De coach dacht daar anders over. Hij bracht zijn mobiel, die hij normaal altijd meeneemt, naar de kleedkamer. Hij bleef maar herhalen dat het zo moeilijk was. Maar het besluit was genomen. Bij het in het water tillen besefte ik dat deze boot een stuk smaller was dan die waar we normaal altijd in roeien. En met glad bleken ze een boot zonder kiel te bedoelen. Maar hij lag al in het water.

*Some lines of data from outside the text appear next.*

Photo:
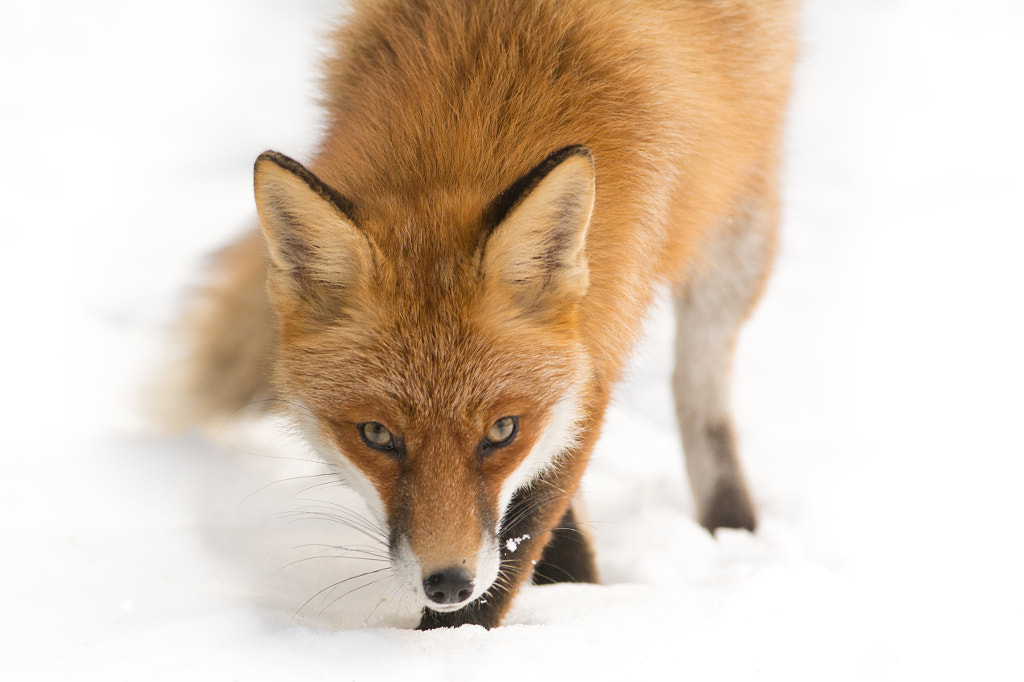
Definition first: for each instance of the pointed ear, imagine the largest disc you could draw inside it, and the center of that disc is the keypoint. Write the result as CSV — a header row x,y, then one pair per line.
x,y
537,251
316,252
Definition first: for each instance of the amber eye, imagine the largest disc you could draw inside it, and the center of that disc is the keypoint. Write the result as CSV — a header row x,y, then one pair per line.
x,y
376,435
503,431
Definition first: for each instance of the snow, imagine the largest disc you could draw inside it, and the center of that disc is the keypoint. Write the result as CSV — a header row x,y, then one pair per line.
x,y
878,387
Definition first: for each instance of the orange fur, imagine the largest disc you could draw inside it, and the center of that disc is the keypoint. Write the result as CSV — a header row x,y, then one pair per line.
x,y
397,300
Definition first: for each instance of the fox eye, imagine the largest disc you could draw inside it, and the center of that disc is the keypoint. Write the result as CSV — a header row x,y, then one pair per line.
x,y
502,432
376,435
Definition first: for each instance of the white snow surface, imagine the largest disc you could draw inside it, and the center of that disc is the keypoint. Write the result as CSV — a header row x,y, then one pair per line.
x,y
878,388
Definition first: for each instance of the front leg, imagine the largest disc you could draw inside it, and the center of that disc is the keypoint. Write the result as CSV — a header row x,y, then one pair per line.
x,y
529,524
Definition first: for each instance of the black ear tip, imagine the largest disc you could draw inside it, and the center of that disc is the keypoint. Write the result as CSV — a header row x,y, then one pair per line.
x,y
278,159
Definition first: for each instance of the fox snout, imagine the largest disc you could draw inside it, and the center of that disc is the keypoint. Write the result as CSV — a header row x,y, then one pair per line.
x,y
453,586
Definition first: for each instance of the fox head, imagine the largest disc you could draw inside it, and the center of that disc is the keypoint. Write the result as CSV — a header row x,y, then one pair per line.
x,y
442,375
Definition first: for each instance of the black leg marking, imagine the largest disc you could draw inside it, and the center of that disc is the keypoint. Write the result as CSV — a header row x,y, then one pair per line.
x,y
729,506
568,557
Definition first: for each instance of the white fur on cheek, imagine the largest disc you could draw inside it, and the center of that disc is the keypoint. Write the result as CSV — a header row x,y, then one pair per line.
x,y
559,434
349,472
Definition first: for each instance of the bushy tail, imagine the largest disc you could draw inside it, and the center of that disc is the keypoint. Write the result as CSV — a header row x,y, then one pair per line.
x,y
224,345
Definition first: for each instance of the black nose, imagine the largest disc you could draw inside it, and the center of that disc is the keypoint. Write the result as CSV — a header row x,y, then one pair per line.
x,y
449,587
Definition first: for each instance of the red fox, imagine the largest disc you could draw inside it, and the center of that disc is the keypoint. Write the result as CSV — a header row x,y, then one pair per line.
x,y
445,294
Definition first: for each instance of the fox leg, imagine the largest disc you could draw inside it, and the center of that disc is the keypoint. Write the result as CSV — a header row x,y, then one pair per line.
x,y
567,556
710,308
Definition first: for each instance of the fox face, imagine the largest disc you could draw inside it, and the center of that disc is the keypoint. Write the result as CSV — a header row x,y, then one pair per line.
x,y
439,366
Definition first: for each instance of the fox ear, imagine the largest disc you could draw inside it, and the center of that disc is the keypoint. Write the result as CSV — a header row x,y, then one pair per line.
x,y
537,251
316,252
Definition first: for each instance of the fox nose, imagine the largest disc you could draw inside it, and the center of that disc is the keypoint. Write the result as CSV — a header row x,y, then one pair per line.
x,y
449,587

Bij het instappen lagen we al bijna om. Ik kwam voor mijn bankje terecht, een teamgenoot deed ook iets onvergeeflijks met het steunen op de verkeerde kant, en de toon was gezet.
De coach, met spijt dat hij zich vooral door mij had laten ompraten: 'Kom op, dat kunnen we toch wel, even de lat wat hoger, valt daarna alles weer mee,' blafte ons af, van spanning in dat water terecht te komen. En die spanning sloeg huppelend op ons over, dus bakten we er niks van.
Het was een leerzame avond. Ik weet nu niet alleen wat ze met 'glad' bedoelen, ik weet nu ook dat ik toch een sportgeest bezit, terwijl ik in de veronderstelling was dat ik die compleet miste. Ik werd zo onwaarschijnlijk chagrijnig van een teamgenoot die verkeerd haalde waardoor ik geen ruimte kreeg om mijn slag te maken, dat ik op een gegeven moment als een topsporter aan het schreeuwen was om ruimte. En toen dat niet werkte, half omgekeerd ging zitten om de man te instrueren. Niet dat het hielp. Dat niet.